When I ask him what bothers him about all of this, his face darkens for a second. “I don’t like being patronised.” Surely people don’t patronise a multimillionaire with global media properties. He gives a grim laugh. “All the time. All the time. It’s this weird, icy politeness you see a lot of in this business. People pretending to be happy about your success. I mean, I’m never happy about a competitor’s success. I despise it when somebody who isn’t working with me is successful on their own – it really upsets me. And I wish for their demise. And I’m very open about it, because I know they’re wishing for mine.” As a result, Syco now makes about 1,500 hours of television a year, much of it focused on promoting acts that are signed to his label.
Given that he’s now in a position to spread his tastes around the world, I ask him what they are. “If you look in my kitchen, you’ll find jellybeans and baked beans, nothing fancy,” he shrugs. “I like Jaws and Star Wars, rather than some Polish film with subtitles. A lot of the so-called great music of the world has bypassed me as well. I’ve just stuck to my guns. If I like it, there’s a very good chance other people will like it as well.”
So, what would we watch if you switched on the telly now? He smiles. “Stuff from 40 or 50 years ago. Black-and-white British films. I like St Trinian’s films, Cary Grant in Arsenic and Old Lace.” And what would we eat? “Roast chicken and roast potatoes the way my mum makes.” What about music? “It’s hard to relax with music – it’s work.” But isn’t there a fantasy band that you would have loved to sign? “The Beatles. Because they’re still worth a lot today.” Not because of the music? “No.” And then he laughs, and shrugs. “It’s true.”

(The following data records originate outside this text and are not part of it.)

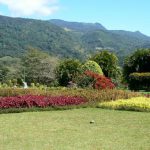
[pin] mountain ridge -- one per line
(82, 40)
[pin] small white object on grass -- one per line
(92, 121)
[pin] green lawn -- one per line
(71, 130)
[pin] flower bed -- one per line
(135, 104)
(28, 101)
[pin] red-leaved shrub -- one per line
(39, 101)
(100, 81)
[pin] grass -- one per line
(71, 130)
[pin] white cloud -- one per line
(31, 7)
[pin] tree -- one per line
(86, 81)
(91, 66)
(139, 61)
(38, 66)
(12, 68)
(67, 70)
(108, 62)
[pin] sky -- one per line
(130, 15)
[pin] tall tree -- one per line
(38, 66)
(139, 61)
(108, 62)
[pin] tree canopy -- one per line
(139, 61)
(108, 62)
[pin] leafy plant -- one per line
(136, 104)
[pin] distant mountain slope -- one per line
(17, 34)
(78, 26)
(65, 39)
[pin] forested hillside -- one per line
(65, 39)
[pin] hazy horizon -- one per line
(114, 15)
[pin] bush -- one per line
(86, 81)
(135, 104)
(66, 71)
(28, 101)
(109, 63)
(139, 61)
(139, 81)
(92, 95)
(100, 81)
(92, 66)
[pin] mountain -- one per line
(17, 34)
(77, 26)
(65, 39)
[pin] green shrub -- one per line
(135, 104)
(67, 70)
(139, 61)
(85, 81)
(92, 66)
(139, 81)
(93, 96)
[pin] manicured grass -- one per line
(71, 130)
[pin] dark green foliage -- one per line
(108, 62)
(91, 66)
(10, 68)
(85, 81)
(137, 62)
(67, 71)
(139, 81)
(38, 67)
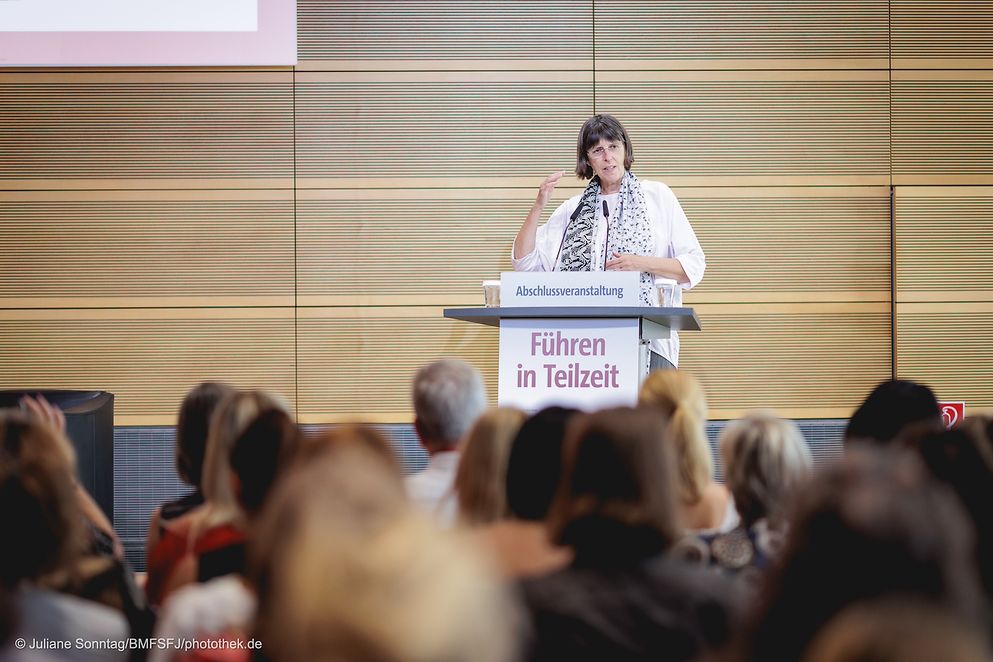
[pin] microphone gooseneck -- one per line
(606, 241)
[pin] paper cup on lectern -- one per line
(491, 293)
(665, 289)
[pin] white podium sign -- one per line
(570, 288)
(582, 363)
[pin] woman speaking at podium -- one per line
(618, 223)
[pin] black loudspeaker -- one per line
(90, 427)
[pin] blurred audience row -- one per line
(560, 535)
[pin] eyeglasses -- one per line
(599, 151)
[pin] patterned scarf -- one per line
(629, 232)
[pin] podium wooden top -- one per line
(677, 319)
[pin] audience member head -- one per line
(616, 500)
(874, 526)
(39, 513)
(448, 397)
(331, 439)
(233, 416)
(765, 460)
(347, 570)
(192, 427)
(893, 410)
(260, 454)
(534, 468)
(480, 482)
(679, 396)
(897, 631)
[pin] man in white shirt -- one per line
(448, 397)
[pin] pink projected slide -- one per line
(95, 33)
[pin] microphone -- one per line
(606, 243)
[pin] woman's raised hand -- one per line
(547, 186)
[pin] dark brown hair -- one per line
(38, 509)
(595, 129)
(617, 498)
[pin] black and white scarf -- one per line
(630, 233)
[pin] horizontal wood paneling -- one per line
(944, 242)
(454, 129)
(948, 347)
(955, 29)
(130, 126)
(765, 127)
(401, 243)
(452, 30)
(789, 357)
(125, 246)
(796, 241)
(942, 128)
(150, 363)
(688, 29)
(353, 365)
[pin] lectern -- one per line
(589, 357)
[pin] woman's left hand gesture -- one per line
(628, 262)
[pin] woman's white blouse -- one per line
(671, 231)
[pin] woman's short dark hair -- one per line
(595, 129)
(192, 427)
(617, 499)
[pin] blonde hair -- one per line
(231, 418)
(680, 396)
(765, 459)
(481, 480)
(347, 570)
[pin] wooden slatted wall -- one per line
(301, 229)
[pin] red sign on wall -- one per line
(952, 413)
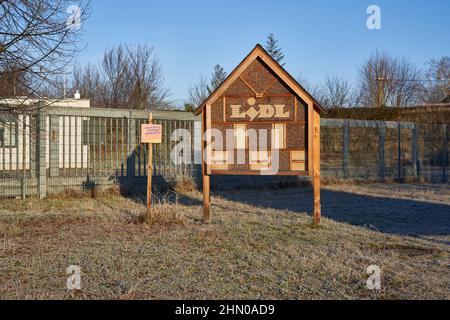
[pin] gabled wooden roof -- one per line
(260, 52)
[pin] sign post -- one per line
(150, 133)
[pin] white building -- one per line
(15, 136)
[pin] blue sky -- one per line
(318, 37)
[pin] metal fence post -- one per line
(54, 146)
(346, 149)
(415, 152)
(381, 152)
(131, 157)
(41, 166)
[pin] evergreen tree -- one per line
(274, 49)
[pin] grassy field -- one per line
(248, 252)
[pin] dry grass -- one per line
(246, 253)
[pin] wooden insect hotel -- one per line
(260, 121)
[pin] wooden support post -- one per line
(415, 152)
(149, 168)
(206, 199)
(445, 155)
(346, 149)
(316, 167)
(382, 153)
(399, 152)
(206, 177)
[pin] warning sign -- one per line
(151, 133)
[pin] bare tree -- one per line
(147, 83)
(130, 77)
(38, 39)
(338, 93)
(217, 77)
(385, 80)
(313, 89)
(198, 92)
(438, 76)
(88, 82)
(204, 87)
(274, 49)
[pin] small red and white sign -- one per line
(151, 133)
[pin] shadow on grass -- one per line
(387, 215)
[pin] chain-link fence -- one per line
(64, 148)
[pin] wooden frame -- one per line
(312, 121)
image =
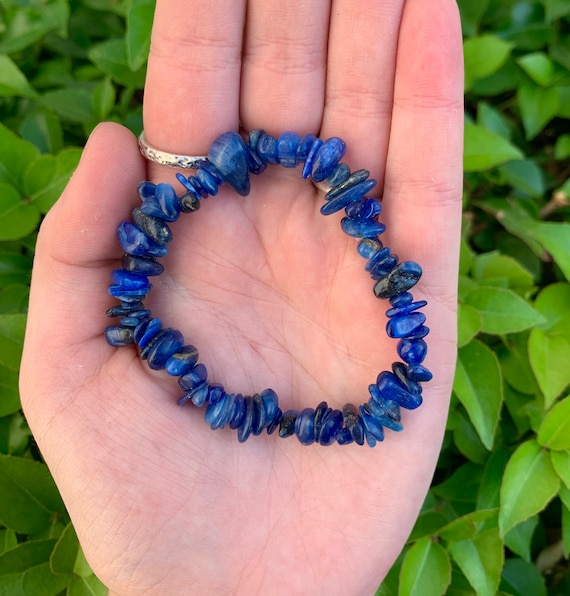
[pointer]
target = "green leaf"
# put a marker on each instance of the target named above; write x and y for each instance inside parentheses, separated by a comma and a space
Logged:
(502, 311)
(485, 149)
(28, 495)
(495, 269)
(488, 496)
(139, 26)
(12, 80)
(562, 147)
(554, 431)
(86, 586)
(71, 105)
(481, 561)
(111, 57)
(519, 538)
(12, 328)
(538, 106)
(426, 570)
(15, 155)
(478, 386)
(538, 67)
(552, 303)
(467, 526)
(530, 482)
(469, 324)
(549, 356)
(525, 176)
(483, 56)
(561, 462)
(47, 176)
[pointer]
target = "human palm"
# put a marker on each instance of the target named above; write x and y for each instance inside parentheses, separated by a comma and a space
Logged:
(271, 292)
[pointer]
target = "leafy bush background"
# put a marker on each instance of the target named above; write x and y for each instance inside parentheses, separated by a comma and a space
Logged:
(497, 518)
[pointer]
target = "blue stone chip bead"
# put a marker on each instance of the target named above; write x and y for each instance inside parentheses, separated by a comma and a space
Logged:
(350, 195)
(412, 351)
(170, 342)
(135, 242)
(402, 278)
(362, 228)
(391, 388)
(287, 424)
(305, 426)
(326, 158)
(181, 361)
(267, 149)
(118, 336)
(195, 377)
(339, 175)
(230, 156)
(405, 325)
(142, 265)
(286, 150)
(311, 155)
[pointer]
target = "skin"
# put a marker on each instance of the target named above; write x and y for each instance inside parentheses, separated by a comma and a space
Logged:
(271, 292)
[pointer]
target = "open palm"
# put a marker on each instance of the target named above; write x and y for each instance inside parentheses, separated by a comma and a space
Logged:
(271, 292)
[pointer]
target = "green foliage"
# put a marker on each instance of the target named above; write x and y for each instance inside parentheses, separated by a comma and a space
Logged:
(500, 501)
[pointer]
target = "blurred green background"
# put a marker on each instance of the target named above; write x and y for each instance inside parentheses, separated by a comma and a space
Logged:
(497, 517)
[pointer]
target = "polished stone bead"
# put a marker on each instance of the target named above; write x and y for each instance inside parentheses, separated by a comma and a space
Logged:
(135, 242)
(419, 373)
(404, 325)
(327, 158)
(286, 151)
(403, 277)
(229, 155)
(339, 175)
(344, 437)
(401, 300)
(170, 341)
(287, 424)
(147, 331)
(195, 377)
(181, 361)
(350, 195)
(405, 309)
(402, 372)
(330, 427)
(142, 265)
(364, 209)
(412, 351)
(362, 228)
(304, 147)
(351, 420)
(118, 336)
(244, 430)
(369, 247)
(353, 180)
(387, 413)
(308, 165)
(238, 413)
(305, 426)
(391, 388)
(267, 149)
(207, 180)
(373, 430)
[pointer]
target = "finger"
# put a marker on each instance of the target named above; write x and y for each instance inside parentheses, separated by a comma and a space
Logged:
(192, 86)
(360, 82)
(77, 241)
(284, 65)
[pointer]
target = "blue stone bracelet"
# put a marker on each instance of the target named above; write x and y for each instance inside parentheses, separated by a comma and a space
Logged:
(145, 239)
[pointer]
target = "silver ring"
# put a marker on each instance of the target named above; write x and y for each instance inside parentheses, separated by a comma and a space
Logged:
(187, 162)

I tell him I’ll be at the studio for the recording of This Is Your Life, and he grins with delight at the show. “I remember thinking the first one I did wasn’t great. It felt too early. I never watched it or read the book. Ally Ross wrote that it was hilarious watching Simon Cowell with no friends. So I made bloody sure this time that there are more friends. I’m updating it with the best four years
The following night, This Is Your Life’s studio is filled with Ricky Gervais, Sharon Osbourne and Ant and Dec, who parade on, deliver a few affectionate jokes and give the beaming Cowell a hug. Grateful X-Factor winners offer thanks for their break. Ben Elton says he wrote a novel lampooning Cowell having never met the bloke, but got a phone call from his office saying how much he loved it, and they’ve been mates ever since. The finale sees Il Divo singing Bernstein and Sondheim’s Somewhere, joined halfway through by his latest X-Factor protégée, Leona. The fivesome hit the high notes as fire cascades down the wall behind.
Then the show ends and the celebrities mill around on stage shaking hands and swapping kisses. Out front, the audience are on their feet applauding, when something strange happens. At his moment of utmost triumph, Cowell takes the red book and steps down from the podium, walking forwards until he’s standing, alone, between the backslapping on the podium and wild cheering from the crowd. He holds the book out towards us and it’s hard to tell if this is a tribute or a sacrifice. Why has he stepped away from the glamour and the pop stars to face us like this – with his feet apart and the book thrust forward in both hands? Perhaps because we are the public, the people whose moods and whims have tossed him around and down, then up far higher than he could have possibly dreamed when peering over Gerry Blatner’s fence. I read his name picked out in gold on the book’s crimson cover, then glance up and catch the set of his jaw and glint in his eyes. I realise that, for the first time tonight, he isn’t smiling.